Dust flux, Vostok ice core
Two dimensional phase space reconstruction of dust flux from the Vostok core over the period 186-4 ka using the time derivative method. Dust flux on the x-axis, rate of change is on the y-axis. From Gipp (2001).

Sunday, March 30, 2014

Scale invariance in the changing economics of resource extraction

Some simple discussions today that follow from our last exciting episode.

First issue - there is a limit to the size of deposits (given our current state of understanding). For gold, you can't have a hydrothermal flow system with a radius of hundreds of km--the crust is too thin. Also the crust has too many heterogeneities, which can each trap some amount of the gold in a circulating system. So at some point, the probability density for the right tail has to drop off a cliff, instead of declining steadily forever.

There are some interesting ideas about the Witwatersrand invoking means of forming gold deposits which are no longer active that could have formed deposits over scales of hundreds of km.

As an example, I have plotted the size distribution of reported deposits in Nevada (pdf here). It is a graph which should mimic the white hyperbola in the first figure. It might look better if we had a lot more deposits to work from. The smallest deposits on this chart were only about 2,000 ounces--and one of them had already been mined out. I would naturally expect far more accumulations of gold in that size range in Nevada--but for economic reasons, only two have had enough work done on them to define a resource.

Second point is that size isn't everything. There are quality issues to consider as well. For instance, conventional thinking suggests there is little appetite for financing mining operations on gold deposits smaller than 2 million ounces. Anecdotally, however, there is increasing interest in financing small, near-surface oxide deposits because their capex and operating costs are both low, recovery rates are high, and their long-term environmental legacy costs are likely to be low. Similarly, grade affects the economics in a more complex manner than we can capture in the above figures. What might work would be to classify the deposits by grade or type, and create the same type of plot--but that is a project for another day.

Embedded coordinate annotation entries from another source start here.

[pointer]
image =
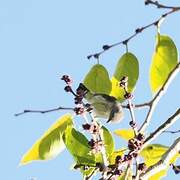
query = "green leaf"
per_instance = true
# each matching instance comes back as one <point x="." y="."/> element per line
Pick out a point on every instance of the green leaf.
<point x="164" y="60"/>
<point x="97" y="80"/>
<point x="127" y="66"/>
<point x="108" y="141"/>
<point x="152" y="154"/>
<point x="113" y="156"/>
<point x="77" y="144"/>
<point x="51" y="143"/>
<point x="126" y="134"/>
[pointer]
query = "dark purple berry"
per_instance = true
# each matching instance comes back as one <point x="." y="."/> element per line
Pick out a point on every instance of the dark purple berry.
<point x="128" y="96"/>
<point x="106" y="47"/>
<point x="118" y="172"/>
<point x="118" y="159"/>
<point x="68" y="89"/>
<point x="142" y="167"/>
<point x="86" y="126"/>
<point x="132" y="124"/>
<point x="89" y="57"/>
<point x="96" y="56"/>
<point x="140" y="137"/>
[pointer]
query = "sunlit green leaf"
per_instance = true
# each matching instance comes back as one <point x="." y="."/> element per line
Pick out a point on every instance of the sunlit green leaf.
<point x="108" y="141"/>
<point x="113" y="156"/>
<point x="51" y="143"/>
<point x="152" y="154"/>
<point x="77" y="144"/>
<point x="97" y="80"/>
<point x="127" y="66"/>
<point x="164" y="60"/>
<point x="125" y="133"/>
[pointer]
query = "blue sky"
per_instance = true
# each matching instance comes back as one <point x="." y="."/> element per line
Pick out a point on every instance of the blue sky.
<point x="42" y="40"/>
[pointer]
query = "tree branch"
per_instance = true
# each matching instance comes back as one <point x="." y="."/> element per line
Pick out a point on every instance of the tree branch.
<point x="172" y="132"/>
<point x="162" y="128"/>
<point x="158" y="96"/>
<point x="158" y="5"/>
<point x="164" y="162"/>
<point x="44" y="111"/>
<point x="137" y="31"/>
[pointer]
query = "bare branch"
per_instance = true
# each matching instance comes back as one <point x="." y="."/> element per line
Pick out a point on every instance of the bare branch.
<point x="158" y="5"/>
<point x="158" y="96"/>
<point x="44" y="111"/>
<point x="137" y="31"/>
<point x="164" y="162"/>
<point x="163" y="127"/>
<point x="172" y="132"/>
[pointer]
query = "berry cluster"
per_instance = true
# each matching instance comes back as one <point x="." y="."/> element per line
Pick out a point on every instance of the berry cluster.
<point x="124" y="84"/>
<point x="96" y="143"/>
<point x="136" y="143"/>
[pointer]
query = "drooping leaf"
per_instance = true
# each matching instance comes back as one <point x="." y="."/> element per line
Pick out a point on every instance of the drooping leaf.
<point x="127" y="66"/>
<point x="113" y="156"/>
<point x="164" y="60"/>
<point x="125" y="133"/>
<point x="51" y="143"/>
<point x="97" y="80"/>
<point x="152" y="154"/>
<point x="108" y="143"/>
<point x="77" y="144"/>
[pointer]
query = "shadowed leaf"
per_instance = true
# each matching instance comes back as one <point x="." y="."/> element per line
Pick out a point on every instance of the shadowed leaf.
<point x="164" y="60"/>
<point x="97" y="80"/>
<point x="127" y="66"/>
<point x="51" y="143"/>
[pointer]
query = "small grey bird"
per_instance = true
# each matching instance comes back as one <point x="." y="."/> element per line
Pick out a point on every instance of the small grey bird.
<point x="105" y="106"/>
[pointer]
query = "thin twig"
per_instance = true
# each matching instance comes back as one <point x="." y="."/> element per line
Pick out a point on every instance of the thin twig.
<point x="164" y="162"/>
<point x="172" y="132"/>
<point x="137" y="31"/>
<point x="127" y="172"/>
<point x="158" y="96"/>
<point x="162" y="128"/>
<point x="44" y="111"/>
<point x="158" y="5"/>
<point x="132" y="117"/>
<point x="90" y="176"/>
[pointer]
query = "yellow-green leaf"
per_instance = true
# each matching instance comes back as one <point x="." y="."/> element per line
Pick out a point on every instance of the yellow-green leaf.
<point x="51" y="143"/>
<point x="108" y="141"/>
<point x="77" y="144"/>
<point x="152" y="154"/>
<point x="164" y="60"/>
<point x="97" y="80"/>
<point x="113" y="156"/>
<point x="127" y="66"/>
<point x="125" y="133"/>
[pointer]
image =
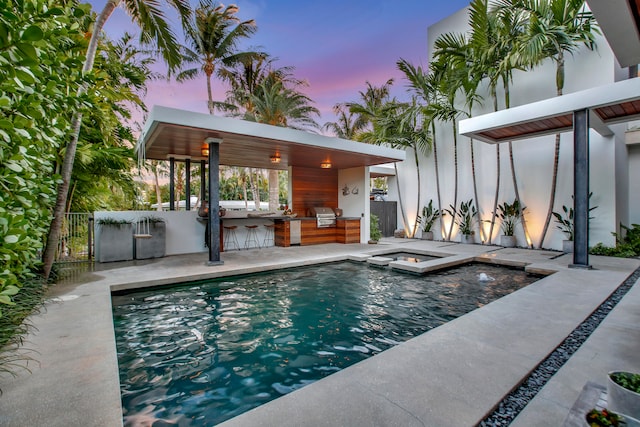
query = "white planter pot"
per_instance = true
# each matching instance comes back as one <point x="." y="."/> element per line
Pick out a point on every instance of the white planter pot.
<point x="622" y="400"/>
<point x="567" y="246"/>
<point x="507" y="241"/>
<point x="467" y="239"/>
<point x="427" y="235"/>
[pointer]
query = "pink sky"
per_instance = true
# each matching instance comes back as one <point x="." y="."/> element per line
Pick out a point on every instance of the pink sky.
<point x="335" y="45"/>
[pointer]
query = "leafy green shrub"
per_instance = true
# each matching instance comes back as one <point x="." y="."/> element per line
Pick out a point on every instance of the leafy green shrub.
<point x="374" y="233"/>
<point x="627" y="245"/>
<point x="627" y="380"/>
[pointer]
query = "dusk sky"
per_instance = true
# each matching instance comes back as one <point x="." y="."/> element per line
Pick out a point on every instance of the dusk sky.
<point x="335" y="45"/>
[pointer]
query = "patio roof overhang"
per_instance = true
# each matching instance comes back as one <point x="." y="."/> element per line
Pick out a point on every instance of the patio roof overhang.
<point x="180" y="134"/>
<point x="614" y="103"/>
<point x="620" y="23"/>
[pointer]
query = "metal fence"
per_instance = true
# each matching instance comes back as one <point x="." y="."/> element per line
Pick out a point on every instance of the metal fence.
<point x="76" y="238"/>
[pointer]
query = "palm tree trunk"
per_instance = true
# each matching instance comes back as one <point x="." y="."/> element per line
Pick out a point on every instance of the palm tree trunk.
<point x="395" y="166"/>
<point x="475" y="191"/>
<point x="455" y="167"/>
<point x="556" y="155"/>
<point x="70" y="152"/>
<point x="209" y="94"/>
<point x="435" y="161"/>
<point x="495" y="199"/>
<point x="415" y="225"/>
<point x="274" y="187"/>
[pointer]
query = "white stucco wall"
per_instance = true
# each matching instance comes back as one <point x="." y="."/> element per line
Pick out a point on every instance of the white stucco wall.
<point x="533" y="158"/>
<point x="355" y="205"/>
<point x="185" y="234"/>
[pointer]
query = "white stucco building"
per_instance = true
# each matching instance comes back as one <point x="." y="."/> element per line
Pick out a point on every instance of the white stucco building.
<point x="614" y="164"/>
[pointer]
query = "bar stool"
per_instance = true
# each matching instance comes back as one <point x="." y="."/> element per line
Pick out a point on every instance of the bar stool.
<point x="252" y="236"/>
<point x="230" y="238"/>
<point x="268" y="235"/>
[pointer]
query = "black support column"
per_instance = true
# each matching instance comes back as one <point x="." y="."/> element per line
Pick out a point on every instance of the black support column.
<point x="172" y="184"/>
<point x="187" y="179"/>
<point x="214" y="201"/>
<point x="581" y="189"/>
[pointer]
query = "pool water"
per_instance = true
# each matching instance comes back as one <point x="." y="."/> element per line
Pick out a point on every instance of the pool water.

Third issue--obviously, the economics of the extraction business don't stay constant. There are technological breakthroughs, making extraction cheaper. Or the commodity price rises. These change the location of the left limb of our hyperbola, making a whole new group of deposits (generally among the smaller of them) economically attractive. But some large, hitherto uneconomic, deposits may become economic as well (I'm not going to name any names).